For your specific example, I'm guessing that you're trying to find only files (and not directories) in your current directory; your current implementation using ls -l is buggy, as it excludes files which have +t or setuid permissions. The Right Way to implement this would be the following:

对于您的特定示例,我猜测您试图在当前目录中只查找文件(而不是目录);使用ls -l的当前实现存在bug,因为它排除了具有+t或setuid权限的文件。实现这一目标的正确方法如下:

find . -maxdepth 1 -type f -printf '%f\n'

#2


2  

Just for completion. It can also be done with sed:

只是为了完成。还可以用sed完成:

# just an exercise in regex matching ...
ls -l | sed -E  -e 1d -e /^[^-]/d -e 's/^([^ ]+ +){8}//' 

#3


1  

There's probably a better approach that involves combining fields somehow, but:

也许有一种更好的方法可以结合不同的领域,但是:

$ echo 1 2 3 4 5 6 7 8 9 10 11 12 13 14... | awk '{for (i = 9 ; i <= NF ; i++) printf "%s ", $i}'
9 10 11 12 13 14... 

Using printf "%s " $i will print the i-th field with a space after it, instead of a newline. The for loop just says to go from field 9 to the last field.

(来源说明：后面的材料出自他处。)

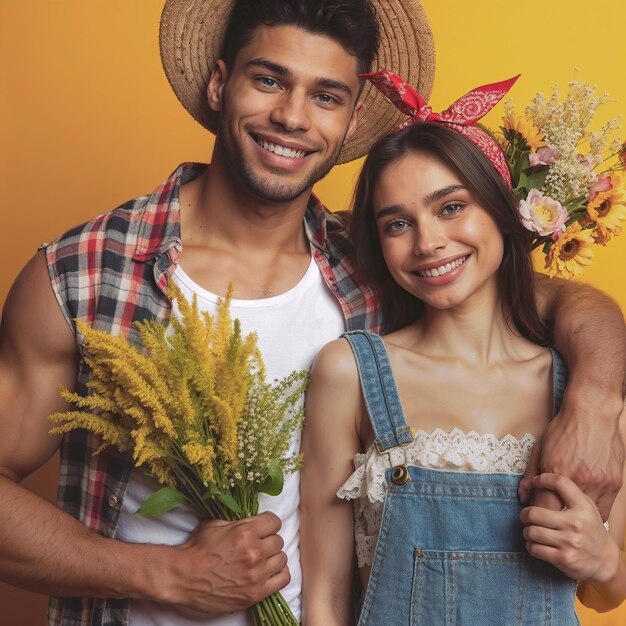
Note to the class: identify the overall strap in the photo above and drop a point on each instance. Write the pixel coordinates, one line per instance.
(379, 389)
(559, 380)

使用printf“%s”$,我将在第i个字段后面加上空格,而不是换行。for循环说从第9场到最后一个场。

#4


1  

echo 1 2 3 4 5 6 7 8 9 0 1 2 3 4 5 6 7 8 9 0 | awk 'BEGIN {OFS=ORS=""} ; {for (i=9;i<NF;i++) print $i " "; print $NF "\n"}'

#5


1  

If you still insist on the ls -l instead of find or other tools, here is my solution. It is not pretty and destructive:

如果您仍然坚持使用ls -l而不是find或其他工具,这是我的解决方案。它并不美丽和具有破坏性:

  1. Destroy $1 .. $8 by setting them to "" via a for loop
  2. 摧毁美元1 . .$8,通过for循环将它们设置为“”
  3. That leaves a bunch of spaces preceding $9, remove them using the sub() command
  4. 这就在$9之前留下了一串空格,使用sub()命令删除它们
  5. Print out the remaining

    打印出剩下的

    ls -l | awk '{for (i = 1; i < 9; i++) $i = ""; sub(/^ */, ""); print}'

    l | awk '{for (i = 1;我< 9;我+ +)$ = " ";子(/ ^ * / " ");打印}’

#6


1  

A solution is to encode & decode the space with a word or character by using sed:

一种解决方案是使用sed对空格进行编码和解码:

ls -l | grep ^- | sed s/\ /{space}/ | awk '{print $9}' | sed s/{space}/\ /

This will replace all spaces in a line with {space} before passing it to awk. After the line has passed to awk, we replace {space} back with space.

这将用{space}替换行中的所有空格,然后将其传递给awk。行传递给awk后,我们用空格替换{space}返回。

find as stated by others is a much better solution. But if you really have to use awk, you can try this.

发现别人所说的是一个更好的解决方案。但是如果你真的需要awk,你可以试试这个。

#7


1  

ls -l | grep ^- | awk -v x=9 '{print $x}'

I use this for getting filenames of a directory without incident. I noted the find solution which is fine and dandy if you are unsure of the file types, if you know what you are looking at the ls -l works just fine, it also alphabetically orders by default.

我用它来获取目录的文件名,而不会发生意外。我提到了find解决方案,如果你不确定文件类型,如果你知道你在看什么ls -l很好,它也是默认的字母顺序。